Consider we had a standard - just consider - that would compress the images to half the size we archive with JPEG-1/JPEG2000 today. (No, that's not Microsoft - that's just marketing.) Would this be successful? My personal opinion: No. There's no point in doing so, because there's no problem in having a 100MB image. Go to the next MediaMarkt, Cicruit City or Radio Shack or whatever, buy the USB stick with 4Gig, problem solved. (For M$, the situation is of course a bit different, they can
force people to use whatever they want people to use, but that's then again a different story.)
Problems lie elsewhere today.
Should we stop doing image compression? Maybe. But possibly, we should understand where the problems lie, and should design compression schemes such that they solve the problems the people have. JPEG2000 part 9 is a good example where this principle applies. "Just" compress my images, well, JPEG-1 does it, no big deal.
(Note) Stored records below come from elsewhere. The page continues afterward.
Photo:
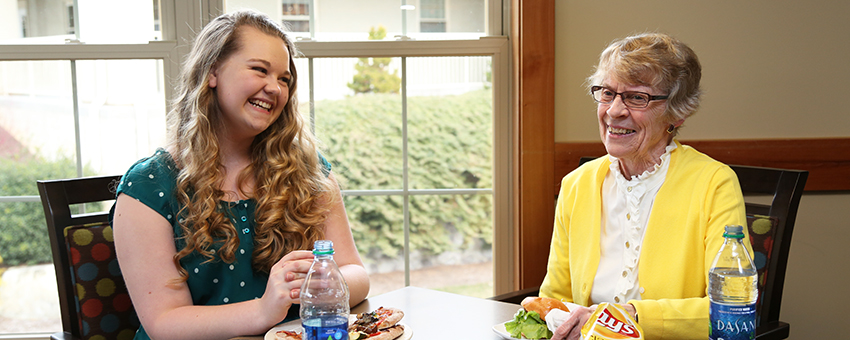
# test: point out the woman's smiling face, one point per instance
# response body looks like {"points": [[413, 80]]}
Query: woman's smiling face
{"points": [[252, 84], [637, 137]]}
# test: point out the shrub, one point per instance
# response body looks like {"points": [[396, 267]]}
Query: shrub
{"points": [[450, 146], [23, 230]]}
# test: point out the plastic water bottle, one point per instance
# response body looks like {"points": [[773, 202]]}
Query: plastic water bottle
{"points": [[324, 297], [732, 289]]}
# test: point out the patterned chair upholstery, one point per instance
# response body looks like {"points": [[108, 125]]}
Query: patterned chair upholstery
{"points": [[102, 302], [762, 231]]}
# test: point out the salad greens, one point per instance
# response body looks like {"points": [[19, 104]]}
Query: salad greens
{"points": [[528, 325]]}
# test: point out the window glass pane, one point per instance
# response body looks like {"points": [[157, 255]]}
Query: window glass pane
{"points": [[451, 241], [378, 230], [450, 114], [36, 124], [358, 119], [121, 118], [122, 113], [92, 21], [30, 302], [346, 20]]}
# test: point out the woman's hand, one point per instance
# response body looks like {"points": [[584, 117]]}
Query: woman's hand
{"points": [[284, 285], [571, 329]]}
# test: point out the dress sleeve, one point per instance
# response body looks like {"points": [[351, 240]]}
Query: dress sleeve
{"points": [[152, 182]]}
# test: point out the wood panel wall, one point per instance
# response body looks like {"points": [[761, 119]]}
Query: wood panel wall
{"points": [[533, 62]]}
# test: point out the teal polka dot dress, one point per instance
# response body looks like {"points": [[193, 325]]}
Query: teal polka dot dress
{"points": [[152, 181]]}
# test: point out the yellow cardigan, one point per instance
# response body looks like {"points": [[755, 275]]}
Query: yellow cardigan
{"points": [[699, 197]]}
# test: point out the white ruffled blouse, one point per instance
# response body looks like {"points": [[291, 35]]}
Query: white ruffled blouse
{"points": [[626, 204]]}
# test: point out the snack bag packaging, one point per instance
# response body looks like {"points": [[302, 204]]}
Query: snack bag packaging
{"points": [[610, 322]]}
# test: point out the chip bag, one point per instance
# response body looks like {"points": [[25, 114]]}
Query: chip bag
{"points": [[610, 322]]}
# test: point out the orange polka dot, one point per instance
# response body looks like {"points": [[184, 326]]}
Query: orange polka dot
{"points": [[83, 237], [75, 256], [105, 287], [81, 292]]}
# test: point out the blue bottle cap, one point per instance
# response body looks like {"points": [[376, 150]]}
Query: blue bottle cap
{"points": [[323, 247], [734, 231]]}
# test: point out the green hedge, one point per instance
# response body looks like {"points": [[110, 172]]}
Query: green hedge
{"points": [[23, 230], [450, 146]]}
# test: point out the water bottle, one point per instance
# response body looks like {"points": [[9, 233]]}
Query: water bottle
{"points": [[324, 297], [732, 289]]}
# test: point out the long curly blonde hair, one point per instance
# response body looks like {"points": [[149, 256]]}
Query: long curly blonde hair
{"points": [[291, 188]]}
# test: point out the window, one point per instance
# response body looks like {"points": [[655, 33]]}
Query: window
{"points": [[424, 197], [82, 93], [433, 16], [296, 15], [87, 96]]}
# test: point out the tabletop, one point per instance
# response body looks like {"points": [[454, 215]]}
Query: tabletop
{"points": [[432, 314]]}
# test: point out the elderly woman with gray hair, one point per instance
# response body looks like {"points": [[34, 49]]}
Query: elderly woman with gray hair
{"points": [[641, 226]]}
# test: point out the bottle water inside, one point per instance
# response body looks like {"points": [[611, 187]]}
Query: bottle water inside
{"points": [[324, 297], [732, 289]]}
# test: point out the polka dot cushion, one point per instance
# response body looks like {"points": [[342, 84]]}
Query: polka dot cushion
{"points": [[103, 304], [762, 231]]}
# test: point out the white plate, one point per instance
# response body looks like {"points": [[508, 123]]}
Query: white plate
{"points": [[295, 326]]}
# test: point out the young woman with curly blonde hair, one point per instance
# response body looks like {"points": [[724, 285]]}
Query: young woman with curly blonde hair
{"points": [[212, 232]]}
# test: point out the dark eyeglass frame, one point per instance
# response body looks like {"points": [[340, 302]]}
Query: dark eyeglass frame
{"points": [[597, 88]]}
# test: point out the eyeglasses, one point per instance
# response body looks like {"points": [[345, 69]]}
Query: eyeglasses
{"points": [[632, 99]]}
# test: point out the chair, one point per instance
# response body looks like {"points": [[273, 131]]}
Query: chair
{"points": [[771, 225], [92, 296], [772, 197]]}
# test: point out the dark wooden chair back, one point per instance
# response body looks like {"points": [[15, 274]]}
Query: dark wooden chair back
{"points": [[769, 195], [772, 197], [58, 198]]}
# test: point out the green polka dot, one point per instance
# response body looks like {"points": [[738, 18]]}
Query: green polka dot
{"points": [[81, 292], [761, 226], [105, 287], [83, 237]]}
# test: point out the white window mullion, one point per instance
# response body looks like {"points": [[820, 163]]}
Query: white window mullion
{"points": [[404, 172]]}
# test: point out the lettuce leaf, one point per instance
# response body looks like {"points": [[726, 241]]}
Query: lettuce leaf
{"points": [[528, 325]]}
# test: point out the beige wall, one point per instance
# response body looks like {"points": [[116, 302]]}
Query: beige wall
{"points": [[771, 69]]}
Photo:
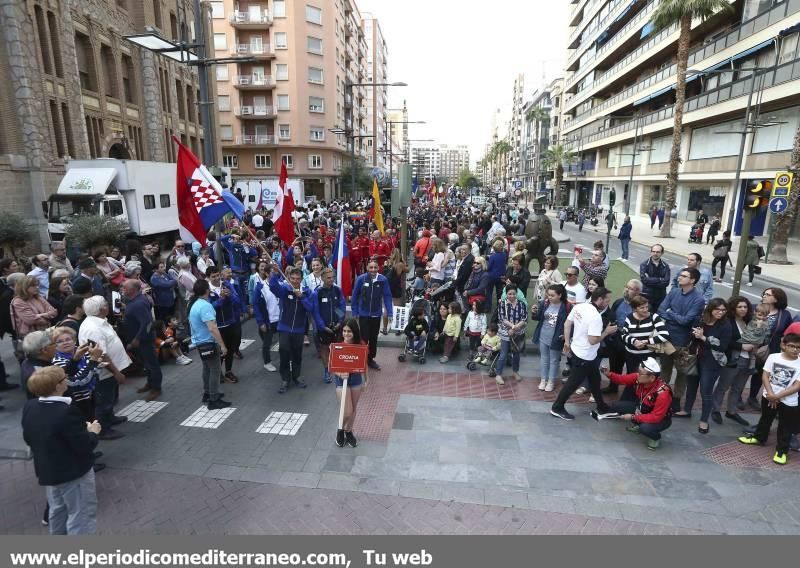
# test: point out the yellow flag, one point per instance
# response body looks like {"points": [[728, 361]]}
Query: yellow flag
{"points": [[376, 206]]}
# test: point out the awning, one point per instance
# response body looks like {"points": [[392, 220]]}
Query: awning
{"points": [[86, 181], [654, 95]]}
And instead of supporting J2K, I have found my own ideas how to improve the
given technology for more applications. That seems reasonable to me, and
nobody else seems to do it for me, so that's why I'm going to put that in
a standards extension with ITU.
Well, except that the market niche you're targetting at is probably occupied already. Which "new problems" are you able to solve you cannot solve with existing technology today? As Jack put it: "This boad sailed away long ago." It's really that. ITU-T.851, for example, was pretty much pointless after all.(Any new solutions for new problems? No.)
So maybe you do have new ideas, why not. As said, I'm not the one who will stop anyone, I can only learn.
I think you ISO JPEG and JPEG-2000 folks have just a different approach
of how things should work, but apparently things do not work that way.
Aren't they? The point being is that you seem to have no clue how things do work here at ISO, so why do you imply this? It's an open committee, ideas welcome. Just not warmed-up old ideas. Make something cool, new, prove that, and you're welcome.
I have made some experiences of how things work - I see the reality,
I see the success, and I see how to continue that success story...
Shrug. I see the success of JPEG-1, but I don't see how drilling that idea up to infinity should have success. But then, I don't stop it, go along and see yourself. What I'm seeing is no real improvement on this road. It requires smarter ideas, and especially, it requires finding the problems people really have.
Here's an idea for you, and something ITU and ISO should probably care about: Standardize something like Open-DNG. An extensible, well-accepted, open, raw-image file format. Wouldn't that be something cool to have, based on the official grounds of ISO and ITU?